L2G: Repurposing Language Models for Genomics Tasks

TMLR Paper4669 Authors

14 Apr 2025 (modified: 19 Apr 2025)Under review for TMLREveryoneRevisionsBibTeXCC BY 4.0
Abstract: Pre-trained language models have transformed the field of natural language processing (NLP), and their success has inspired efforts in genomics to develop domain-specific foundation models (FMs). However, creating high-quality genomic FMs from scratch is resource-intensive, requiring significant computational power and high-quality pre-training data. The success of large language models (LLMs) in NLP has largely been driven by industrial-scale efforts leveraging vast, diverse corpora and massive computing infrastructure. In this work, we aim to bypass the data and computational bottlenecks of creating genomic FMs from scratch and instead propose repurposing existing LLMs for genomics tasks. Inspired by the recently observed 'cross-modal transfer' phenomenon -- where transformers pre-trained on natural language can generalize to other modalities -- we introduce L2G, which adapts a pre-trained LLM architecture for genomics using neural architecture search and a novel three-stage training procedure. Remarkably, without requiring extensive pre-training on DNA sequence data, L2G achieves superior performance to fine-tuned genomic FMs and task-specific models on more than half of tasks across multiple genomics benchmarks.

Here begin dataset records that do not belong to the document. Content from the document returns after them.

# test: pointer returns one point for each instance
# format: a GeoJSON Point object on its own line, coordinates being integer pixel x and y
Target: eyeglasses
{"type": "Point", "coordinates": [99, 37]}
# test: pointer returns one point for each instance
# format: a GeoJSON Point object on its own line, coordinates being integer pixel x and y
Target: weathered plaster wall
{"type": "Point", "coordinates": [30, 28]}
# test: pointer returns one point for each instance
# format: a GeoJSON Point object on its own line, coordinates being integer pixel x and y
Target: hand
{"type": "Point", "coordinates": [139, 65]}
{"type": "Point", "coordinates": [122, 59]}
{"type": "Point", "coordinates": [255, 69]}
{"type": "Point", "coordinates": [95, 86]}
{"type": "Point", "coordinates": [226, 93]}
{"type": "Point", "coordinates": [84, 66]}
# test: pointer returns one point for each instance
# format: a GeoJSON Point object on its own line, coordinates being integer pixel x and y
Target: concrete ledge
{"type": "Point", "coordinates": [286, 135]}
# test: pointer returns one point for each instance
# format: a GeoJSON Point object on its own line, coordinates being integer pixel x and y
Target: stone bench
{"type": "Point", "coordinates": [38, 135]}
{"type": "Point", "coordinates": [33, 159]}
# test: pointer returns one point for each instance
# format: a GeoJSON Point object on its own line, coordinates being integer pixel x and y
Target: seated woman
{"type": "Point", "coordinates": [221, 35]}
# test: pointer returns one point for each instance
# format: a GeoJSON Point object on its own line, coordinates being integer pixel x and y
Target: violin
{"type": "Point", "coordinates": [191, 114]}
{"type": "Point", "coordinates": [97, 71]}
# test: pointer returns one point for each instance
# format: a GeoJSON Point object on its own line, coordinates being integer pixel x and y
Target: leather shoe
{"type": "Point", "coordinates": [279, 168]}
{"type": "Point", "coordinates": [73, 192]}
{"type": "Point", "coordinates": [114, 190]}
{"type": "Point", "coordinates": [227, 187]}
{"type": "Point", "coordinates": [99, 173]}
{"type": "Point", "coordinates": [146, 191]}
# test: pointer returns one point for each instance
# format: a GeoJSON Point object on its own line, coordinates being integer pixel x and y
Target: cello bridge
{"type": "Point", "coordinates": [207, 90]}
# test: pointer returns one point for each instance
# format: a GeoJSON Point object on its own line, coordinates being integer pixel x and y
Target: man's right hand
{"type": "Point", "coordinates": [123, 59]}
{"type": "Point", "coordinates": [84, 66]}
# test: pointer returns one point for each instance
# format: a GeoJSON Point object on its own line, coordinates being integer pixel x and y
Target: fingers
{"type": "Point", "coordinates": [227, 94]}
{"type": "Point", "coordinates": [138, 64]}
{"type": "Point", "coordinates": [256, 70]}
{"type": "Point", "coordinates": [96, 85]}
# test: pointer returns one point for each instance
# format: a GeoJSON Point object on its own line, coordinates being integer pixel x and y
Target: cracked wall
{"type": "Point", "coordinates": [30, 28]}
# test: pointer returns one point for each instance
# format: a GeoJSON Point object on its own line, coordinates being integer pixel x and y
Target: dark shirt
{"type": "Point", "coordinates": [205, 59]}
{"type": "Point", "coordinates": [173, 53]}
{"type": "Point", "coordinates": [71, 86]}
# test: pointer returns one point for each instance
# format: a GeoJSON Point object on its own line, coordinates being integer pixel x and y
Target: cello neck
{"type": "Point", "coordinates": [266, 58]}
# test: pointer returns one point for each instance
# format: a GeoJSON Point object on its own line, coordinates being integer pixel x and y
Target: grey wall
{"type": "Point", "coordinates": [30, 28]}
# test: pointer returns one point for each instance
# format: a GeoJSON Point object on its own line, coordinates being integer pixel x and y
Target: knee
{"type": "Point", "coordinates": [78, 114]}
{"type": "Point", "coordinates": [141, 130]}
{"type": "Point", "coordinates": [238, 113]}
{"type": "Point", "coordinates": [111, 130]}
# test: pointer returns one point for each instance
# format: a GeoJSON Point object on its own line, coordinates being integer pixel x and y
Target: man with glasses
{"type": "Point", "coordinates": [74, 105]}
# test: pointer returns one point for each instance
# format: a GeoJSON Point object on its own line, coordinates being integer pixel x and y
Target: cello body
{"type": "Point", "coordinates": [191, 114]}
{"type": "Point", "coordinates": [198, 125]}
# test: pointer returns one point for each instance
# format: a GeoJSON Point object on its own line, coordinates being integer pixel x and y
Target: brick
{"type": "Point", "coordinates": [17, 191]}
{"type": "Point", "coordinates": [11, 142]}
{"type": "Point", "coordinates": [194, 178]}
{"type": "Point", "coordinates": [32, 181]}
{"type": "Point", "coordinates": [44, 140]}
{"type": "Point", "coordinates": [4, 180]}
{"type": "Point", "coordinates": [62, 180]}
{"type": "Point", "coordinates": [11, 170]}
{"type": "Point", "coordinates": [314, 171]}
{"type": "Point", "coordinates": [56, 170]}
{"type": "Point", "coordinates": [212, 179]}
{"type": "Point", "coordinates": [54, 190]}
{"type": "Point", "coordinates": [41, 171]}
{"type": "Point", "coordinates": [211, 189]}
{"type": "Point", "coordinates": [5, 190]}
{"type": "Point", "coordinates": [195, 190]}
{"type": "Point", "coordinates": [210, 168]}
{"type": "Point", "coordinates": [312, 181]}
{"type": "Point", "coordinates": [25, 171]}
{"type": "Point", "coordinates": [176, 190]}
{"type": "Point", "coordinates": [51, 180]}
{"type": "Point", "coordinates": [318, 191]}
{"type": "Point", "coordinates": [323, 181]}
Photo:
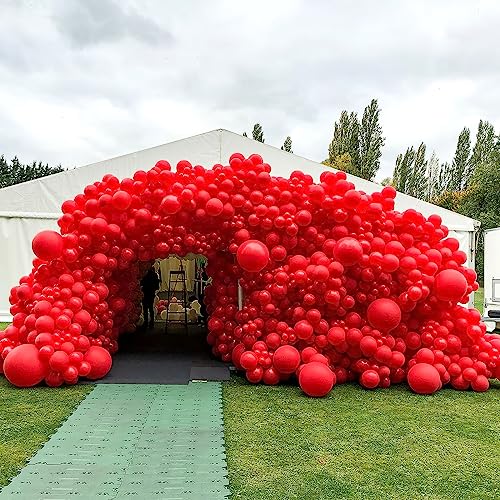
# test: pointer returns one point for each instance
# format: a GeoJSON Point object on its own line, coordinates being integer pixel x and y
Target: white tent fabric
{"type": "Point", "coordinates": [26, 209]}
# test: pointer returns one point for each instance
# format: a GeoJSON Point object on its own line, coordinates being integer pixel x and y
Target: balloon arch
{"type": "Point", "coordinates": [338, 285]}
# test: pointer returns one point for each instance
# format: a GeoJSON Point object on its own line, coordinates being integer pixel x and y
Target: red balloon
{"type": "Point", "coordinates": [286, 359]}
{"type": "Point", "coordinates": [23, 367]}
{"type": "Point", "coordinates": [369, 379]}
{"type": "Point", "coordinates": [316, 379]}
{"type": "Point", "coordinates": [348, 251]}
{"type": "Point", "coordinates": [48, 245]}
{"type": "Point", "coordinates": [384, 314]}
{"type": "Point", "coordinates": [423, 378]}
{"type": "Point", "coordinates": [59, 361]}
{"type": "Point", "coordinates": [100, 362]}
{"type": "Point", "coordinates": [450, 285]}
{"type": "Point", "coordinates": [252, 256]}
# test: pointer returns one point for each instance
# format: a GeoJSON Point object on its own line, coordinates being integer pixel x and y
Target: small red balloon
{"type": "Point", "coordinates": [48, 245]}
{"type": "Point", "coordinates": [423, 378]}
{"type": "Point", "coordinates": [23, 366]}
{"type": "Point", "coordinates": [316, 379]}
{"type": "Point", "coordinates": [252, 256]}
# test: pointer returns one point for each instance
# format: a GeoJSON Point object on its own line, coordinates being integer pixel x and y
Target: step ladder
{"type": "Point", "coordinates": [177, 284]}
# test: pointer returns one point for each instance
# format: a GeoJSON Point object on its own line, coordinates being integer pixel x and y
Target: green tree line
{"type": "Point", "coordinates": [14, 172]}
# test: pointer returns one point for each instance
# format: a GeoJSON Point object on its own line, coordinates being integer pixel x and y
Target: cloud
{"type": "Point", "coordinates": [82, 81]}
{"type": "Point", "coordinates": [92, 22]}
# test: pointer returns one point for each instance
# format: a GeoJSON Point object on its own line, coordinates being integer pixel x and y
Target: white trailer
{"type": "Point", "coordinates": [491, 305]}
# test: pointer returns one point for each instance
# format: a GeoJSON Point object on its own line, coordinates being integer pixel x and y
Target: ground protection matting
{"type": "Point", "coordinates": [133, 441]}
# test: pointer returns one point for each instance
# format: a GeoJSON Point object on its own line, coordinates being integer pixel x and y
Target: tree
{"type": "Point", "coordinates": [460, 167]}
{"type": "Point", "coordinates": [435, 175]}
{"type": "Point", "coordinates": [342, 162]}
{"type": "Point", "coordinates": [480, 201]}
{"type": "Point", "coordinates": [410, 173]}
{"type": "Point", "coordinates": [257, 133]}
{"type": "Point", "coordinates": [361, 141]}
{"type": "Point", "coordinates": [287, 145]}
{"type": "Point", "coordinates": [345, 141]}
{"type": "Point", "coordinates": [370, 141]}
{"type": "Point", "coordinates": [16, 172]}
{"type": "Point", "coordinates": [483, 149]}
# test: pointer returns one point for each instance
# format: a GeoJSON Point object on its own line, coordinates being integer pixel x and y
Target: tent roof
{"type": "Point", "coordinates": [45, 195]}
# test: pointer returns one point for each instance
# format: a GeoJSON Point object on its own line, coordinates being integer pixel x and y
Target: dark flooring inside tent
{"type": "Point", "coordinates": [159, 357]}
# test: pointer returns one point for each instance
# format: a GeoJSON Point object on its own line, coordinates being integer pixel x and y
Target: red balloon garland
{"type": "Point", "coordinates": [337, 285]}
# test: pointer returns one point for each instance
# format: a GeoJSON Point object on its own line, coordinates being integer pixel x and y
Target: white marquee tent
{"type": "Point", "coordinates": [26, 209]}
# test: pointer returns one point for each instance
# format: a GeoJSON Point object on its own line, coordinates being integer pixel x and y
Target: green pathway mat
{"type": "Point", "coordinates": [129, 441]}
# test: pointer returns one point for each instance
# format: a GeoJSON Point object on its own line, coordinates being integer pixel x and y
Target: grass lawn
{"type": "Point", "coordinates": [27, 419]}
{"type": "Point", "coordinates": [361, 444]}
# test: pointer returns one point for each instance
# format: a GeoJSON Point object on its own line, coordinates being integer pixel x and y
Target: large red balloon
{"type": "Point", "coordinates": [348, 251]}
{"type": "Point", "coordinates": [316, 379]}
{"type": "Point", "coordinates": [253, 256]}
{"type": "Point", "coordinates": [48, 245]}
{"type": "Point", "coordinates": [384, 314]}
{"type": "Point", "coordinates": [100, 362]}
{"type": "Point", "coordinates": [23, 366]}
{"type": "Point", "coordinates": [424, 379]}
{"type": "Point", "coordinates": [450, 285]}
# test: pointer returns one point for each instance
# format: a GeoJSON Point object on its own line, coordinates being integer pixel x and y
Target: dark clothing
{"type": "Point", "coordinates": [149, 284]}
{"type": "Point", "coordinates": [147, 307]}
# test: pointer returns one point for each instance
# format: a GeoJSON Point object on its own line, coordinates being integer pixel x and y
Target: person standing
{"type": "Point", "coordinates": [149, 284]}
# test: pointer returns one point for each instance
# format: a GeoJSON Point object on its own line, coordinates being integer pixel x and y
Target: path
{"type": "Point", "coordinates": [129, 441]}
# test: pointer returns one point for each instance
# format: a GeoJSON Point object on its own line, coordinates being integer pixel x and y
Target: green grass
{"type": "Point", "coordinates": [389, 444]}
{"type": "Point", "coordinates": [479, 300]}
{"type": "Point", "coordinates": [27, 419]}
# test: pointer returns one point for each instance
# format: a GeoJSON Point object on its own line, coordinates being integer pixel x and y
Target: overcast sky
{"type": "Point", "coordinates": [82, 81]}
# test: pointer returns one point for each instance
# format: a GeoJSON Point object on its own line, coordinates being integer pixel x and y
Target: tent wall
{"type": "Point", "coordinates": [16, 256]}
{"type": "Point", "coordinates": [26, 209]}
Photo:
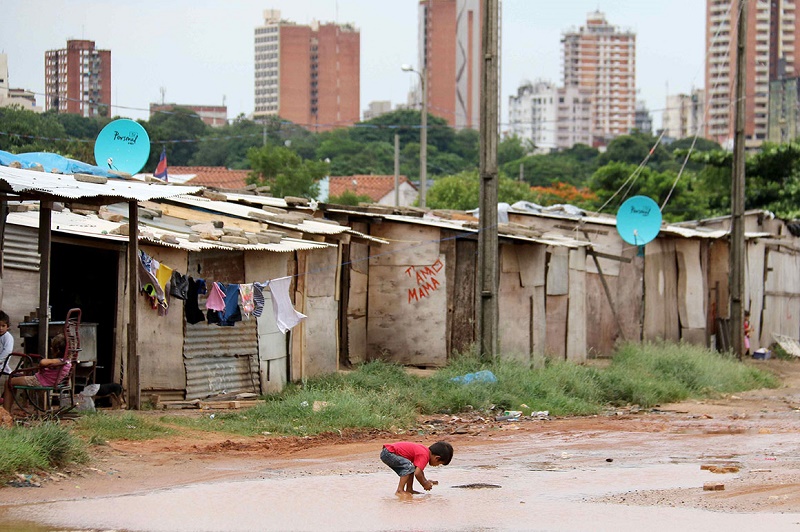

In an enhancer activity prediction task, L2G further demonstrates its capacity to identify significant transcription factor motifs. Our work not only highlights the generalizability and efficacy of language models in out-of-domain tasks such as genomics, but also opens new avenues for more efficient and less resource-intensive methodologies in genomic research.
Submission Length: Regular submission (no more than 12 pages of main content)
Previous TMLR Submission Url: https://openreview.net/forum?id=GlyyfQiOGa
Changes Since Last Submission: We reformated the manuscript according to the guidelines.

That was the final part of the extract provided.